Duckers & Diving: Don’t Panic Pitchford

OUR witty writer returns ready to spike the guns of Birmingham’s great and good and begins his 2013 salvo with a volley against businessman Glyn Pitchford.
They don’t like it up ‘em; they do not like it up ‘em – especially when Birmingham businessman Glyn Pitchford is metaphorically wielding the bayonet by playing Dad’s Army games.
All a bit of a throwback to World War II, his upbringing in Sheffield and his dad, who really was in the Home Guard.
Indeed in Pitchford’s entertaining autobiography Journey to Majorca – he has a holiday home on the island – he recalls: “Dad was not allowed to enlist. He had to continue working in a factory, making parts of aircraft engines for Wellington bombers.
“At the end of each 12-hour shift he would double as a Home Guard, patrolling around the Edgar Allen Steelworks. The platoon was required to share five rifles between 12 men – none of which had any ammunition, dad told me much later with a cheeky grin! It was a good job the Germans didn’t invade!”

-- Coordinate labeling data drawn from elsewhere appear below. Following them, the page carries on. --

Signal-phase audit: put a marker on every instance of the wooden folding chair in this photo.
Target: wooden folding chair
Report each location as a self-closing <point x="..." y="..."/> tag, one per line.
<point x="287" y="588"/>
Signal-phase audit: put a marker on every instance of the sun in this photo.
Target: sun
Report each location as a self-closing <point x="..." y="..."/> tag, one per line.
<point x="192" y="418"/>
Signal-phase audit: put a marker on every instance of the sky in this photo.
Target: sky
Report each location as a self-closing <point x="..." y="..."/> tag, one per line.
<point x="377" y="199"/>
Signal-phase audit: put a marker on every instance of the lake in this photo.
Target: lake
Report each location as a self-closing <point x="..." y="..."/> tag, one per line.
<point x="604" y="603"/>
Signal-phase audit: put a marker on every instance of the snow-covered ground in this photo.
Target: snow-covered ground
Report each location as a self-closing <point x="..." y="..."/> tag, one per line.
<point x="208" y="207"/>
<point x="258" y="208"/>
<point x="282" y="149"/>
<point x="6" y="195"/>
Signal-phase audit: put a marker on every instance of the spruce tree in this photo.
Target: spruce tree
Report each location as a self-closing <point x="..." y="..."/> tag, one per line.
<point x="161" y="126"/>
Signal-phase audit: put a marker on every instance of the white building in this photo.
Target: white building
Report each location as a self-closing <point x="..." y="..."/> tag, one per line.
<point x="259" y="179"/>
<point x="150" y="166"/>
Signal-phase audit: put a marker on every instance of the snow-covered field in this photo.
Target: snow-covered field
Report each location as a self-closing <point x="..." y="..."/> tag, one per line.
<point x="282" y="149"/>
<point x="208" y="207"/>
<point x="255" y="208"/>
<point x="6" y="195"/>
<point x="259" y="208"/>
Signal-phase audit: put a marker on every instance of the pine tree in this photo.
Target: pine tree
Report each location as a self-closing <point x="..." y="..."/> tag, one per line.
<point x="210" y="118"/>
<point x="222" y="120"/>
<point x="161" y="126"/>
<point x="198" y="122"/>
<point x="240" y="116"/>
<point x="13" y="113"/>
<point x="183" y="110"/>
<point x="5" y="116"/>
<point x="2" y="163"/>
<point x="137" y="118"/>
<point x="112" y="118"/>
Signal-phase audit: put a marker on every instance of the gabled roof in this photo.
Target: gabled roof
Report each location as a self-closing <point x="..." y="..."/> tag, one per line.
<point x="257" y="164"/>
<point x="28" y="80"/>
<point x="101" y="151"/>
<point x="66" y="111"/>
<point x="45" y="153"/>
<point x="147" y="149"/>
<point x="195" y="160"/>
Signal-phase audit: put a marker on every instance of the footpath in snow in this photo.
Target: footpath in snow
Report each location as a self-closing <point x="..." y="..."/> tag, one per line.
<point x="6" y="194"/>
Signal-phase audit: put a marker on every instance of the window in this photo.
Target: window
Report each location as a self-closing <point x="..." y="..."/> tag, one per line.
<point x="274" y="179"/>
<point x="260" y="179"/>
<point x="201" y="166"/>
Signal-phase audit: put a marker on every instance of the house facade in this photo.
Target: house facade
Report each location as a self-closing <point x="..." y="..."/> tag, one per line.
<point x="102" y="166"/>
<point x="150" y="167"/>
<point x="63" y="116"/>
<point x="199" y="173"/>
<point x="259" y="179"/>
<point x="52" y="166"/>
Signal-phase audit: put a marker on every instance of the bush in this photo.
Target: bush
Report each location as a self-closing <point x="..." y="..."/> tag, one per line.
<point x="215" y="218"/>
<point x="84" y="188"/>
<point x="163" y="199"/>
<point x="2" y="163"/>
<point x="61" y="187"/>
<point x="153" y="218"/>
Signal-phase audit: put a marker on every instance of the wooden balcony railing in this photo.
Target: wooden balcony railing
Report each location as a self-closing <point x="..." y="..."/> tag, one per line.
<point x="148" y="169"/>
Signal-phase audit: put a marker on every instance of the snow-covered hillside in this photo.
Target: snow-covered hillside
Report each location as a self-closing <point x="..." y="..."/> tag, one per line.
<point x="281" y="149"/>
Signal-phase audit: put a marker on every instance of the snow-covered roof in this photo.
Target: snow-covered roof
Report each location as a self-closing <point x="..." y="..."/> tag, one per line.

So guess what happened the other week?
“Couldn’t resist popping into Oxfam – they had a 1941 (re-printed) book on the Home Guard, with an instruction manual probably aimed at my dad,” Glyn tells me.
“So I got it out of their window, paid £2.49 and am now reciting to my grandson Jack such passages as to how to stalk the enemy, lay down an ambush, strip a gun and make Molotov cocktails … good boy’s own stuff!
“Thinking of using this knowledge when out stalking the goats next summer in Majorca with the kids!”
Good grief – let’s hope that’s all he uses it for.
I fear for the residents of Solihull should Lance Cpl Pitchford run amok!